幼児期の面会交流

3歳以下の面会交流は早すぎるのではないですか。

この点は、裁判所によっても考え方が違うのが臨床的な経験です。例えば,横浜家裁ではお父さんの顔が識別できていないことを理由に制限方向に解しましたし、名古屋家裁ではあまりこの点は「記憶がない」という理由で、面会交流の積極方向にとらえられているようです。

 

ところで,三つ子の魂百までというように、小さな幼児期のアタッチメントは青年期にまで与える影響が大きいといえます。
したがって、こどもとしては、養育者との愛着形成の途上です。したがって、そういう時期あるからこそ監護親だけではなく非監護親との出会いの場は必要とされています。
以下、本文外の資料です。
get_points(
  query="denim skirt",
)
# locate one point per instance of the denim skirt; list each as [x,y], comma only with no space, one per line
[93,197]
いずれにしても、乳児の面会交流は難しいです。卑近な例でいえば、まだパパになりきれていない人がいるので、こどもの目線で話しかけられない、という人が多いという印象です。パパさんも、合えれば良いと考えるのではなく、こどもの傷付きやすさや分離不安、母親との愛着形成すらその途上であることを理解してあげる必要があります。このため、面会交流時の時間や場所、そして関わる人など、乳幼児の負担を減らす配慮が必要である。

 

こういう場合、こういう見解が対立することが多いと思います。

母親:こどもは私から離れたことがないし、人見知りする、多分父親と分からない
父親:会いたいが、こどもと接したことがないし、どうしたら分からない。父親と分かってもらえなかったらどうしよう

このように、いずれにしても、父母はいずれも不安を抱えているので、未来につながる面会交流をしていくということになるかと思います。

父性は基本的には3歳くらいまでのこどもの同居で養われるといわれます。したがって、面会交流を継続的に行っていなければ、父親はこどもに対する関心を失うということになります。こうしたこどもは思春期に問題が生じることも考えられます。

 

幼児の面会交流はこども自身の拒否ということは、ほとんどありません。イヤというのは、母親の心情に巻き込まれているといえます。
しかし、それはこどもと母親が適度な距離を保てていないことの表れともいえます。

幼児の面会交流は、こどもが人見知りをするかなどにもよりますが、面会交流親の対応などがキーポイントになります。

そこで、あまり性急に関わろうとすることなく、また、祖母などの女性の力を借りるのも、幼児の安定した面会交流を長続きさせるコツといえます。